From live events mixing and mashing diverse musical genres to his online Carnival Tabanca series, Trinidadian DJ Adam Cooper — also known as foreigner, based in Los Angeles — is completely reinventing what Caribbean culture can be, writes Amanda Choo Quan

  • Photo by Patrick Struys, courtesy Adam Cooper
  • Photo by Russell Hamilton, courtesy Adam Cooper
  • Photo by Alexander Girvan, courtesy Adam Cooper
  • Photo by Russell Hamilton, courtesy Adam Cooper
  • Courtesy Adam Cooper

Last year, I decided to fully immerse myself in the bikini-and-beads version of the Carnival experience. I worked out. For reasons still unbeknownst to me, I got a spray tan. I took to the road with a large group of people I largely liked.

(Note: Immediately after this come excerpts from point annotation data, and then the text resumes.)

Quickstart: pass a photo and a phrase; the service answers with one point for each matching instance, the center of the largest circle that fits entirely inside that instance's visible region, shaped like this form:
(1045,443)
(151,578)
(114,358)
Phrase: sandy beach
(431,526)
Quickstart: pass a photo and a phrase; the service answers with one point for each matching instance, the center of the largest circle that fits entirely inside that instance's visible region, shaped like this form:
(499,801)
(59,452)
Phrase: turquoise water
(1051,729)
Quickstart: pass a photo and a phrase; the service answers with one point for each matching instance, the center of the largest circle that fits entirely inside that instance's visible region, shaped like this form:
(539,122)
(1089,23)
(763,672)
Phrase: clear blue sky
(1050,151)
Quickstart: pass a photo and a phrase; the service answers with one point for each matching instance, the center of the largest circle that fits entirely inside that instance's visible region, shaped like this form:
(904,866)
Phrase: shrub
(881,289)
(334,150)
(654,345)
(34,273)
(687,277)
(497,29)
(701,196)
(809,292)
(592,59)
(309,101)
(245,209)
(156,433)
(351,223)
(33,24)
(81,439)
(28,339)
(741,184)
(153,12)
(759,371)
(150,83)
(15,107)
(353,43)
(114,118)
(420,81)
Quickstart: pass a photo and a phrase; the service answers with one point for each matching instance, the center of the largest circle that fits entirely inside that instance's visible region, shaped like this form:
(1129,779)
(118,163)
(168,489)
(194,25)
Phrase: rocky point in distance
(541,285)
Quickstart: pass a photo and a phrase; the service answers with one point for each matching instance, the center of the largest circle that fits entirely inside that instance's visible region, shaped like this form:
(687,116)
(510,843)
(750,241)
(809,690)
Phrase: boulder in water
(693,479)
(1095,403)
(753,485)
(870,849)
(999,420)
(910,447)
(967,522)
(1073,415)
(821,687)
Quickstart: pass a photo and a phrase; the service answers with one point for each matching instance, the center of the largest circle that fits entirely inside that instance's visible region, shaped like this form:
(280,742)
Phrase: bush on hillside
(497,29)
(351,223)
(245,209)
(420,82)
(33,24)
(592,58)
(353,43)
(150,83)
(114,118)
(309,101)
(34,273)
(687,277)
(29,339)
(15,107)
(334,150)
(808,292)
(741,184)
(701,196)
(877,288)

But I never felt fully free. It struck me just how confining pretty mas, despite my own nakedness, could be. The rope separating revellers from public was sacrosanct. An order kept in place for next year’s celebration.

I first met Adam Cooper — DJ, designer, and event producer — in Los Angeles in 2016. Under the name foreigner, working with Samantha Blake Goodman (alias Muñeka) and Kelman Duran (recently featured in Rolling Stone magazine), Cooper was producing and playing at a party called Rail Up, which centred Afro-Caribbean music within the larger Los Angeles underground scene.

At 1 am, I’d take an Uber to a Boyle Heights warehouse, or a former Lincoln Heights mortuary. The car would halt, confusedly, before the inevitable throng of people — an eclectic crowd of art school kids, queer people of colour, and Caribbean people looking for a chance to hear something familiar. Some of us were all three, with Rail Up the only place to express it. And, blessedly, not with our words.

“Prior to that, those sounds and those genres were not really prevalent [in LA],” explains Erin Christovale — LA-based curator, co-founder of the video series Black Radical Imagination, and sometime collaborator of Cooper’s. “I think he was really sort of like a trailblazer in that way, bringing those sounds to LA.”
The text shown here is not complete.